Vaz, the candidate of the dominant African Party for the Independence of Guinea and Cape Verde (PAIGC), took 61.9 pct of votes, according to results announced by elections commission president Augusto Mendes.
He defeated Nuno Gomes Nabiam, an independent candidate who comes from the Balanta ethnic group – the country’s largest – and is seen as close to the army. He garnered 38.1 percent of ballots, the commission said.
“I will not accept the result, because the figures collected by my campaign in four of eight regions are different from those announced by the National Electoral Commission,” Nabiam told journalists in the capital Bissau.
He was speaking after a meeting with Vaz, the country’s current interim president, the incoming prime minister and Antonio Injai, the powerful head of the army.
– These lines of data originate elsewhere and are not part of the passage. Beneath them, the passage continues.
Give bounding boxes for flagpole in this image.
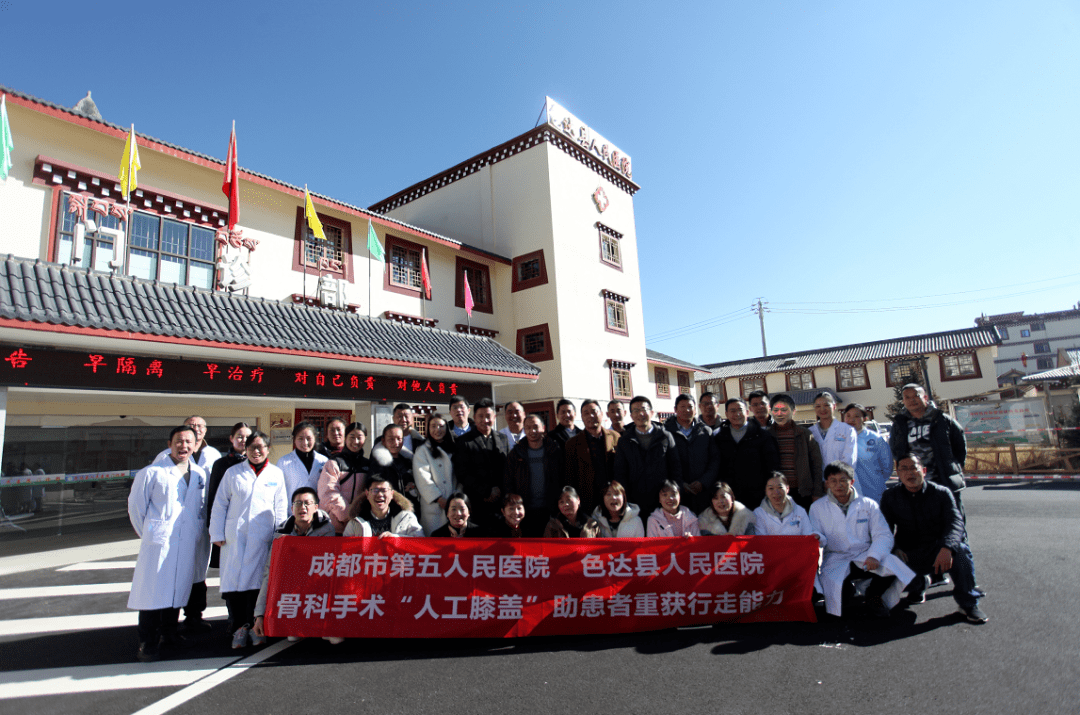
[300,184,311,307]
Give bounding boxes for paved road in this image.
[0,483,1080,715]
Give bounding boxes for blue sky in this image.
[0,0,1080,363]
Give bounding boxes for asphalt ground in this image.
[0,482,1080,715]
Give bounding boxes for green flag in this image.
[367,220,382,260]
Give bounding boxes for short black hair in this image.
[822,459,855,481]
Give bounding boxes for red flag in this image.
[461,271,476,318]
[420,249,431,300]
[221,121,240,231]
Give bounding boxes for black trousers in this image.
[221,589,259,629]
[138,609,180,651]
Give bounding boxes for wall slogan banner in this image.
[265,536,818,638]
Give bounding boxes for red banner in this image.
[265,536,818,638]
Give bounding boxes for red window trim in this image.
[937,351,984,382]
[382,233,425,298]
[510,248,548,293]
[454,256,495,313]
[293,206,353,283]
[835,363,870,392]
[652,367,672,397]
[515,323,555,363]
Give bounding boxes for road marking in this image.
[134,640,295,715]
[0,579,221,601]
[0,658,238,700]
[56,561,135,571]
[0,606,229,637]
[0,578,221,601]
[0,539,143,576]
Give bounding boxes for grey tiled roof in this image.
[0,255,540,378]
[645,349,705,372]
[0,84,505,260]
[697,326,1001,381]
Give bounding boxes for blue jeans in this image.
[905,543,982,608]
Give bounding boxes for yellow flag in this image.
[119,124,143,201]
[303,187,326,241]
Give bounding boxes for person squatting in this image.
[127,385,987,661]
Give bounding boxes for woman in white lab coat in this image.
[278,421,327,495]
[210,431,288,648]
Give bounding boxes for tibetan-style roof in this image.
[0,255,540,378]
[697,326,1001,382]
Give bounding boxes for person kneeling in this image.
[252,487,334,646]
[810,461,915,618]
[341,474,423,539]
[881,454,989,623]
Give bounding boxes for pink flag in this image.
[461,271,476,318]
[420,251,432,300]
[221,122,240,231]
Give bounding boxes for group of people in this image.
[129,385,987,660]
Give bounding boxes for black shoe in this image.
[184,617,214,633]
[960,604,990,625]
[135,643,161,663]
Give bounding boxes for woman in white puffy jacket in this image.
[278,421,326,501]
[593,482,645,539]
[413,413,457,536]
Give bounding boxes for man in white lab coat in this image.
[127,426,207,662]
[810,392,859,478]
[810,461,915,618]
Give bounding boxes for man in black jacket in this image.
[881,454,988,623]
[453,397,510,526]
[615,395,683,515]
[713,397,780,509]
[889,383,968,518]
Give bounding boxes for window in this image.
[675,370,690,394]
[940,352,982,380]
[293,206,352,281]
[454,256,495,313]
[787,373,813,390]
[836,365,870,390]
[885,360,921,388]
[509,248,548,293]
[56,194,216,291]
[596,221,622,270]
[517,323,555,363]
[740,377,765,397]
[652,367,672,397]
[608,360,634,400]
[603,291,630,335]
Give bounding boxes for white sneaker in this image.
[232,625,252,650]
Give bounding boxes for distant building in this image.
[697,326,1001,422]
[975,303,1080,387]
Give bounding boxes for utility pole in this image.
[751,298,769,358]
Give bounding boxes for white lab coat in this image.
[278,449,326,499]
[810,419,859,478]
[413,442,456,536]
[127,456,208,610]
[810,487,915,616]
[153,445,221,583]
[210,462,288,593]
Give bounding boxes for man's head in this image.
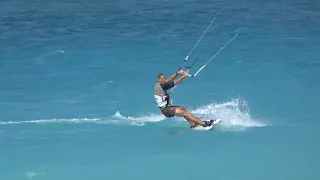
[158,73,166,83]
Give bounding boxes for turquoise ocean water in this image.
[0,0,320,180]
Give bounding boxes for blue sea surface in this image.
[0,0,320,180]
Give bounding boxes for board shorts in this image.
[161,106,180,118]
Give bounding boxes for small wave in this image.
[0,99,266,131]
[0,118,100,125]
[99,111,166,126]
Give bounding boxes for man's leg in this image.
[175,106,206,126]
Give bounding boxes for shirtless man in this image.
[154,70,214,128]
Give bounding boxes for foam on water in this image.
[0,99,266,131]
[191,99,266,131]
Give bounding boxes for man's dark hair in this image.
[158,73,164,79]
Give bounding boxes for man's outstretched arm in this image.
[166,71,180,83]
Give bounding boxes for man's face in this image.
[158,75,166,83]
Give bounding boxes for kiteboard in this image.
[191,119,222,131]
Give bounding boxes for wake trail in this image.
[0,99,266,131]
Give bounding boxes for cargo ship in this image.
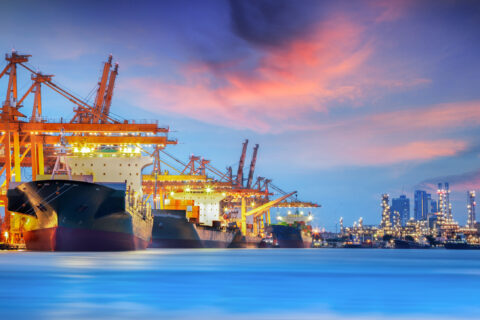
[150,209,248,248]
[149,209,304,248]
[7,150,153,251]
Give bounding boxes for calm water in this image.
[0,249,480,319]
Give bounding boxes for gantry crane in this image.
[0,51,176,244]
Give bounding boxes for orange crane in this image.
[0,51,177,244]
[237,139,248,187]
[247,144,258,189]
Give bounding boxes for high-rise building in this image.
[390,195,410,227]
[437,182,453,225]
[430,200,438,214]
[467,190,477,228]
[413,190,432,221]
[380,193,392,233]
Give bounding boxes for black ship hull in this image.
[267,224,305,248]
[445,242,480,250]
[149,209,235,248]
[394,239,430,249]
[7,180,152,251]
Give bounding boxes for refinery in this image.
[0,51,319,251]
[338,182,480,249]
[0,51,480,251]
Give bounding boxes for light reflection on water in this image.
[0,249,480,319]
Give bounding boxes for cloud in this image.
[122,11,429,132]
[279,101,480,168]
[230,0,320,46]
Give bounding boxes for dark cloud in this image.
[230,0,321,46]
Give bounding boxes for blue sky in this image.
[0,0,480,228]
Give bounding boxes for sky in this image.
[0,0,480,229]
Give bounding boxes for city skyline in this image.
[0,1,480,229]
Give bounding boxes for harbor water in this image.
[0,249,480,319]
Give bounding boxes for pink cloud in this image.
[119,16,429,132]
[279,101,480,167]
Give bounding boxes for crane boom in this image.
[101,63,118,123]
[247,144,259,189]
[93,55,112,123]
[237,139,248,187]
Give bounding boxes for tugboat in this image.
[394,236,431,249]
[7,148,153,251]
[343,237,363,249]
[445,235,480,250]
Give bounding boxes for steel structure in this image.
[0,51,176,239]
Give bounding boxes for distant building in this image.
[430,200,438,214]
[390,195,410,227]
[413,190,432,221]
[380,193,392,232]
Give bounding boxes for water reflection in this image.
[0,249,480,319]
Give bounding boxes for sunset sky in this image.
[0,0,480,229]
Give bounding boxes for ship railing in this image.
[125,188,152,219]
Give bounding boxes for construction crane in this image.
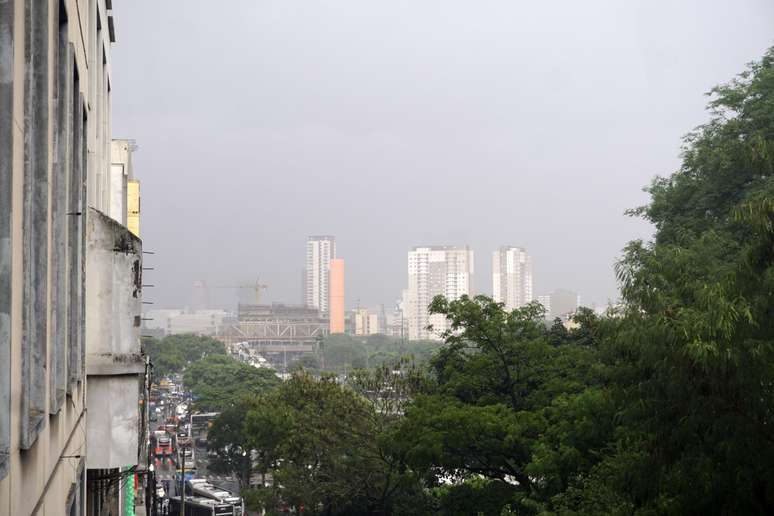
[218,276,269,305]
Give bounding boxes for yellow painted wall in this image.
[126,179,140,236]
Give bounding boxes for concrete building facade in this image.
[0,0,142,516]
[404,246,474,340]
[492,246,533,311]
[537,289,581,319]
[354,308,382,336]
[304,236,336,316]
[329,258,345,333]
[85,207,148,515]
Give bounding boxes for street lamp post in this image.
[178,445,185,516]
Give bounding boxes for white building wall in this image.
[405,246,474,340]
[86,208,145,469]
[305,236,336,314]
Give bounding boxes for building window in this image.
[21,0,49,449]
[67,75,88,393]
[49,0,71,414]
[0,2,14,480]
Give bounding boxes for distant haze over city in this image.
[112,0,774,307]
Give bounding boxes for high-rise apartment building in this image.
[328,258,345,333]
[492,246,532,311]
[404,246,473,340]
[537,289,581,319]
[305,236,336,315]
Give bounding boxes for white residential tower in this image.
[405,246,473,340]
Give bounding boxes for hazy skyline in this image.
[112,0,774,307]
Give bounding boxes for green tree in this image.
[246,373,428,515]
[142,335,226,379]
[183,355,280,412]
[558,49,774,514]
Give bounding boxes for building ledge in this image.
[86,353,145,376]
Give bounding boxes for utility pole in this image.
[179,440,185,516]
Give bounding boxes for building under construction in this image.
[217,303,329,364]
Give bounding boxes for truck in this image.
[156,432,174,458]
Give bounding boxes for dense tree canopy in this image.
[320,334,440,374]
[183,355,280,411]
[142,335,226,379]
[206,49,774,516]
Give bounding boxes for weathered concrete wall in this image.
[86,375,140,469]
[0,0,116,516]
[86,208,142,362]
[86,208,145,469]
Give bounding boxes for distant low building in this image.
[538,289,580,319]
[404,246,473,340]
[355,308,384,335]
[143,309,233,336]
[492,246,532,311]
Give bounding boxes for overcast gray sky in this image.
[112,0,774,307]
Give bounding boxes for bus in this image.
[156,434,174,457]
[185,478,245,516]
[168,496,241,516]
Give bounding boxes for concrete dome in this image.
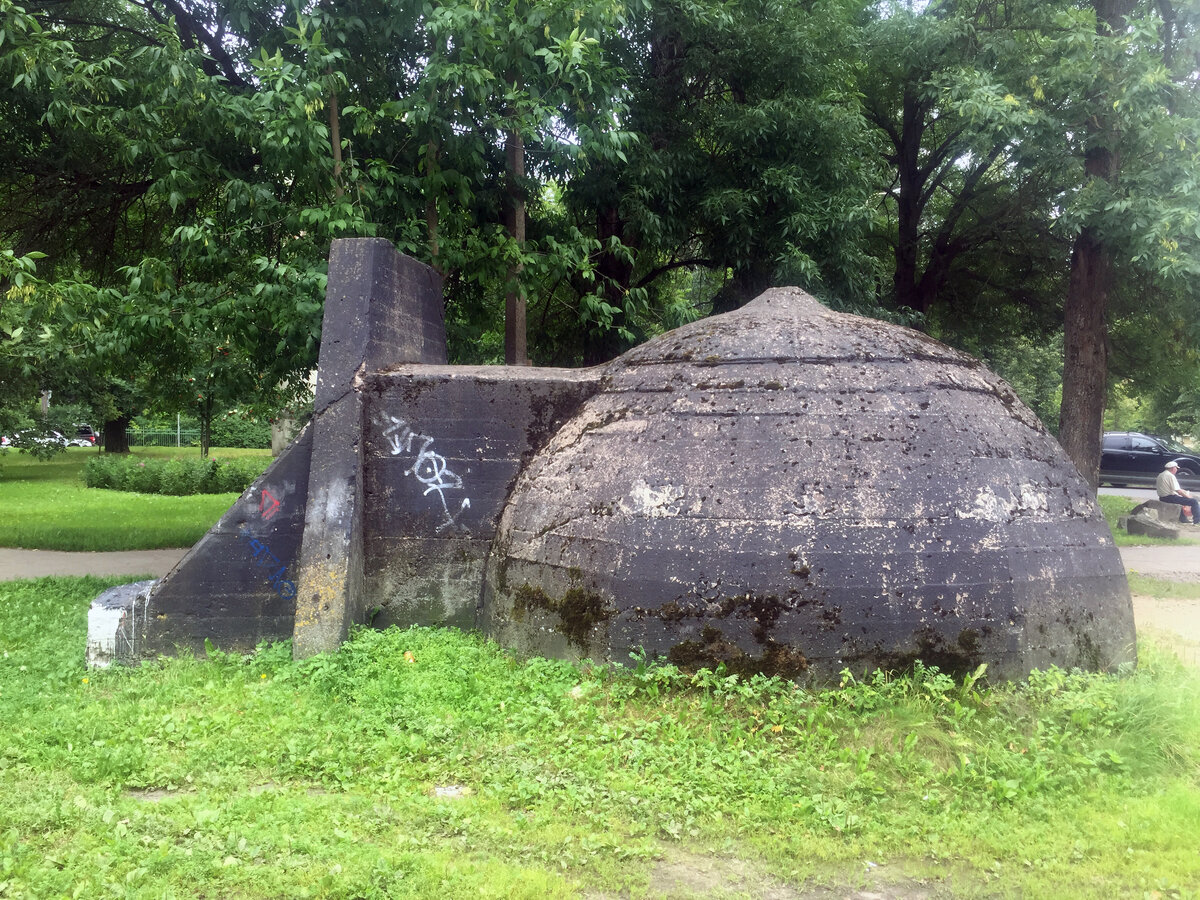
[482,288,1134,678]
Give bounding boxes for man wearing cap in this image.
[1154,460,1200,524]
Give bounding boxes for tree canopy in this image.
[0,0,1200,487]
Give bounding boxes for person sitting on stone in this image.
[1154,460,1200,524]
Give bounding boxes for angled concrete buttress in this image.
[89,240,1135,680]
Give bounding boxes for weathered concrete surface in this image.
[98,240,1134,678]
[293,239,446,659]
[86,580,154,668]
[132,427,312,655]
[481,289,1134,677]
[364,366,600,628]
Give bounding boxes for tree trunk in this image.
[326,76,346,198]
[1058,228,1112,490]
[1058,0,1132,491]
[583,205,634,366]
[892,88,929,313]
[102,415,132,454]
[198,397,214,458]
[425,138,445,275]
[504,127,529,366]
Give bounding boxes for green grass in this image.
[0,578,1200,900]
[0,448,269,551]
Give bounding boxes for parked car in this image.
[1100,431,1200,491]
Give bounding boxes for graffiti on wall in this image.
[382,415,470,533]
[238,526,296,600]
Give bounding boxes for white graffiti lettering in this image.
[383,415,470,532]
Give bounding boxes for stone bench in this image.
[1117,500,1188,539]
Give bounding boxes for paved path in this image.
[0,547,187,581]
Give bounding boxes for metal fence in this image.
[128,428,200,446]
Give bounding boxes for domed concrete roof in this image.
[482,288,1134,678]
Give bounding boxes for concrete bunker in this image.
[89,239,1135,679]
Guinea-Bissau’s last election in 2012 was abandoned after soldiers under Injai stormed the presidential palace just days before another PAIGC candidate, Carlos Gomes Junior, appeared poised for victory in a scheduled run-off. Sunday’s election was intended to end a transitional period that followed the military takeover.
An observer mission from the Economic Community of West African States (ECOWAS) said on Monday the voting itself was transparent and credible. European Union elections observers had earlier said that voting on the day had taken place without major incident.
“The electoral process was long, but the first round was crowned a success as was the second round,” commission president Mendes said during the announcement of the results.
Turnout for the election was 78.1 percent, down from the nearly 90 percent recorded in last month’s first round vote.
Guinea-Bissau’s supreme court must now validate the election results before they become official. It is expected to do so in the coming days.
Since Guinea-Bissau won independence in 1974, no elected leader has completed a five-year term and analysts say donors and regional powers who have been bankrolling the interim administration are frustrated with the recurrent crises.